Heinemann’s March 13 legislative report

This past week wrapped up the Legislative Session for 2016, with the exception of veto day on March 29. We passed the General Bill, SB 172, and again have a balanced budget. If you look at other states, we should feel fortunate that we don’t deficit spend. I have not heard whether there will be any vetoes.
The education package of four bills passed with some important amendments. One on HB 1182 involved requiring that at least 85 percent of the increased funding a school district receives through the new formula be applied directly to teachers’ salaries, with a penalty clause if that does not happen. For fiscal year 2018, the school district would lose 50 percent of the new money, if found noncompliant, and $500/teacher for fiscal years 2019, 2020, and 2021.
We also added that same provision on to SB 131, which was the bill to change the way we fund school districts. The prior formula was on a per student allocation (PSA), but this bill would change it to target teacher ratio. In essence, the more students per teacher a school has, the more funding they would get. I think it’s important to understand that there were several amendments that were considered, and, after much vetting, several changes were made to the Governor’s original bills, including the requirement that the majority of the increase in new money go to teacher pay, with a penalty if noncompliant, and an option for school districts to opt out of the new formula if they would fare better with the status quo (due to the future loss of “other revenues”).

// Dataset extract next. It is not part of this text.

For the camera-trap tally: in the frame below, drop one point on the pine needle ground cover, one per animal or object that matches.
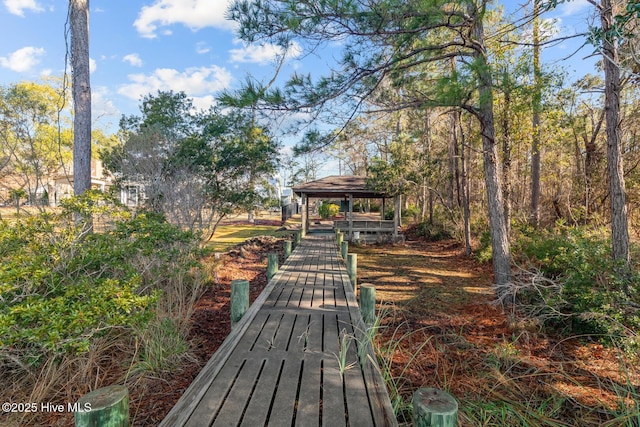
(440, 329)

I’m cautiously optimistic these bills will provide a change everyone will be happy with!
The Governor signed SB 72, which would prohibit the abortion of an unborn child who is capable of experiencing pain.  I spoke on the floor about the substantial medical evidence that an unborn child is capable of experiencing pain by 20 weeks after fertilization. I was happy to see that both houses agreed and the Governor signed the bill.
SB 171, an act to authorize the limited use of certain types of medical cannabis had passed in the Senate, and had moved out of House Health and Human Services committee on a vote of 7-6 onto the House floor. This bill would allow cannabidiol (CBD) to be used only for intractable (uncontrolled) epilepsy. It was a difficult decision for me to oppose this bill, but the medical providers did not want this change as they would be asked to prescribe a drug that has not gained approval from the Food and Drug Administration (FDA). The House agreed  on a vote of 25-43, and the bill was defeated.
The rest of the week was spent working out differences between the two houses on various bills in what we call conference committees. We were able to vote on the G bill on Friday morning and it did not go as late as it normally does on the last day.